Closed this issue 4 months ago · 1 comments

What happened:
I am trying to bring up a GPU node group, and have been following instructions at
https://docs.aws.amazon.com/eks/latest/userguide/eks-optimized-ami.html#gpu-ami?icmpid=docs_console_unmapped
to setup a GPU cluster
What you expected to happen:
Pod should not crash
How to reproduce it (as minimally and precisely as possible):

Setup a basic GPU cluster, with AL2_x86_64_GPU , and g4dn.xlarge instances
Deployed the NVIDIA device plugin for Kubernetes as a DaemonSet. I choose https://raw.githubusercontent.com/NVIDIA/k8s-device-plugin/v0.16.2/deployments/static/nvidia-device-plugin.yml
When you run , kubectl get nodes "-o=custom-columns=NAME:.metadata.name,GPU:.status.allocatable.nvidia\.com/gpu", the GPU is recognized.
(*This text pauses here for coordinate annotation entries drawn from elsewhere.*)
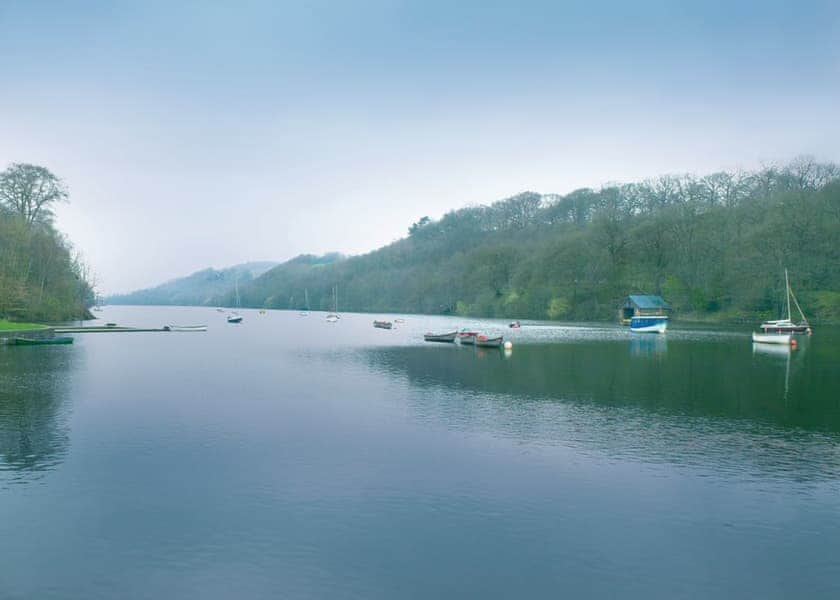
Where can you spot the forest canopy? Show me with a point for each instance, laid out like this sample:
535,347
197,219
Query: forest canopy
714,246
40,276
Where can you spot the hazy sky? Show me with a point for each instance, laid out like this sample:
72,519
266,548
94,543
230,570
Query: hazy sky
199,134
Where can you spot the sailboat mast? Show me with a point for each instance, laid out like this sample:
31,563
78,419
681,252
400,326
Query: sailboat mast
787,292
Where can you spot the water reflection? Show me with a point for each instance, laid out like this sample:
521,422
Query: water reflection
707,405
648,345
33,410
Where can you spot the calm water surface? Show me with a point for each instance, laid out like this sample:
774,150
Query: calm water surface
287,457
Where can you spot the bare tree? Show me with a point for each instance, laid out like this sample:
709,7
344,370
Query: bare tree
31,192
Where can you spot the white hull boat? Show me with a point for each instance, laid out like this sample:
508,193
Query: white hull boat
771,338
787,325
185,328
653,324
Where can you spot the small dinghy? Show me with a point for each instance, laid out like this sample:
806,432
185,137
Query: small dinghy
467,337
482,341
771,338
42,341
448,338
649,324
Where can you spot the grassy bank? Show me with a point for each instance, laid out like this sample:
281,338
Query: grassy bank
12,326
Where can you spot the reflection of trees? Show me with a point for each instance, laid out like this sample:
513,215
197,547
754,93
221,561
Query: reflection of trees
706,404
682,378
33,408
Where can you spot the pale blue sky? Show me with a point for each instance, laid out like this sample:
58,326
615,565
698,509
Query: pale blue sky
210,133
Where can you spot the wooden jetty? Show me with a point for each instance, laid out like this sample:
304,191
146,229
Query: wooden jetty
99,329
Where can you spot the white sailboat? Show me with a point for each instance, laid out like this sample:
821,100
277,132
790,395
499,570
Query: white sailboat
305,312
787,325
235,317
333,316
771,338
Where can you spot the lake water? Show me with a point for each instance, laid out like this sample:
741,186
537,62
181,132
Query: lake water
290,458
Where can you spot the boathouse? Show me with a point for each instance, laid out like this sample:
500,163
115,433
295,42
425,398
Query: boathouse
638,305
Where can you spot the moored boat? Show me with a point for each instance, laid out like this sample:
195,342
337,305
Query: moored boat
236,317
787,325
771,338
333,316
649,324
482,341
441,337
41,341
467,337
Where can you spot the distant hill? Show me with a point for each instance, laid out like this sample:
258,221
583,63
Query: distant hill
713,246
199,289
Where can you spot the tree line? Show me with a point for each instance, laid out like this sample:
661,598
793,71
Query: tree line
41,278
714,246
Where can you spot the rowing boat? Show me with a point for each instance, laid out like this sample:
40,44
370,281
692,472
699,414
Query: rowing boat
467,337
482,341
42,341
441,337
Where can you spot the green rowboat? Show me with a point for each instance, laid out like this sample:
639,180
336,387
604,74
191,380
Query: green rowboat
41,342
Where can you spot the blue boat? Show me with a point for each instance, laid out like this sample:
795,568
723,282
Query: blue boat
651,324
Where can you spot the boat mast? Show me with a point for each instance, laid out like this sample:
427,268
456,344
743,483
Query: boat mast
787,292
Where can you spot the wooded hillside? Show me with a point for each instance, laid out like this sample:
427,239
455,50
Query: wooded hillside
713,246
40,276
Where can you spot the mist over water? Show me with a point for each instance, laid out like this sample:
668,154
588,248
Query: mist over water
291,457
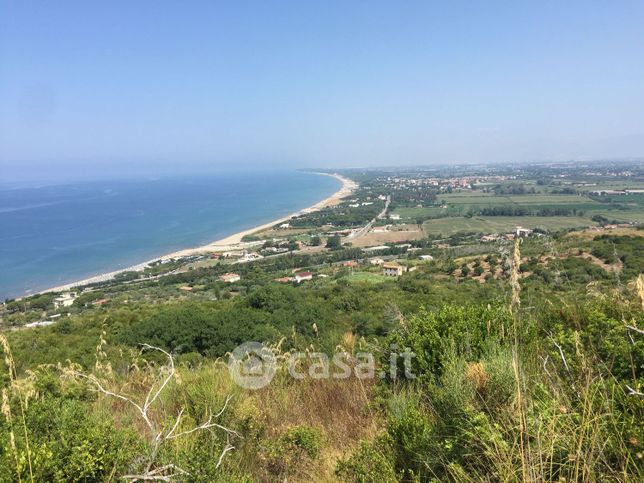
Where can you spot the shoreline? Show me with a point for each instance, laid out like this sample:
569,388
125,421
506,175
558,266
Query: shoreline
230,242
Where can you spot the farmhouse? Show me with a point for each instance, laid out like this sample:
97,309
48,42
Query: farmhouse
392,269
230,277
302,276
522,232
65,300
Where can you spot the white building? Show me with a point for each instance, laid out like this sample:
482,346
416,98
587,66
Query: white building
65,300
302,276
392,269
230,278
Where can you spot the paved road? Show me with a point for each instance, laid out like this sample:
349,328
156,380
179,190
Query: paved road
365,229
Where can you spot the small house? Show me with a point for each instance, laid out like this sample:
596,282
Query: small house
302,276
392,269
230,278
65,300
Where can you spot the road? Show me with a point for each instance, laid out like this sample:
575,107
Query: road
365,229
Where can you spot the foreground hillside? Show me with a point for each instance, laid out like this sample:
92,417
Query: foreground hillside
528,365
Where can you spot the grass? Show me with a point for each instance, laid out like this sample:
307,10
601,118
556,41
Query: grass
502,224
368,277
Tried to deploy a pod with the following, to match CUDA Version: 12.2 , running on the VM:

     apiVersion: v1
     kind: Pod
     metadata:
       name: gpu-test-nvidia-smi
     spec:
       restartPolicy: OnFailure
       containers:
         - name: gpu-demo
           image: nvidia/cuda:12.2.2-devel-ubuntu22.04
           command: ['/bin/sh', '-c']
           args: ['nvidia-smi && tail -f /dev/null']
           resources:
             limits:
               nvidia.com/gpu: 1
       tolerations:
         - key: 'nvidia.com/gpu'
           operator: 'Equal'
           value: 'true'
           effect: 'NoSchedule'

The pod is created, but logs show /bin/sh: 1: nvidia-smi: not found, and crashes.
Tried with public.ecr.aws/amazonlinux/amazonlinux:2023-minimal as well, and same issue.
~
~
Anything else we need to know?:

Environment:

AWS Region: us-west-2
Instance Type(s): g4dn.xlarge
EKS Platform version (use aws eks describe-cluster --name <name> --query cluster.platformVersion): "eks.6"
Kubernetes version (use aws eks describe-cluster --name <name> --query cluster.version): 1.30
AMI Version:
Kernel (e.g. uname -a): Linux ip-XXXXus-west-2.compute.internal 5.10.223-212.873.amzn2.x86_64
Release information (run cat /etc/eks/release on a node):

BASE_AMI_ID="ami-07b6bae8c66d9f05c"
BUILD_TIME="Wed Aug 28 02:21:41 UTC 2024"
BUILD_KERNEL="5.10.223-212.873.amzn2.x86_64"
ARCH="x86_64"

Answer 1 · 2024-09-06T19:10:21.000Z

We would need to look at the logs on your node to figure out what's going on, can you open a case with AWS Support?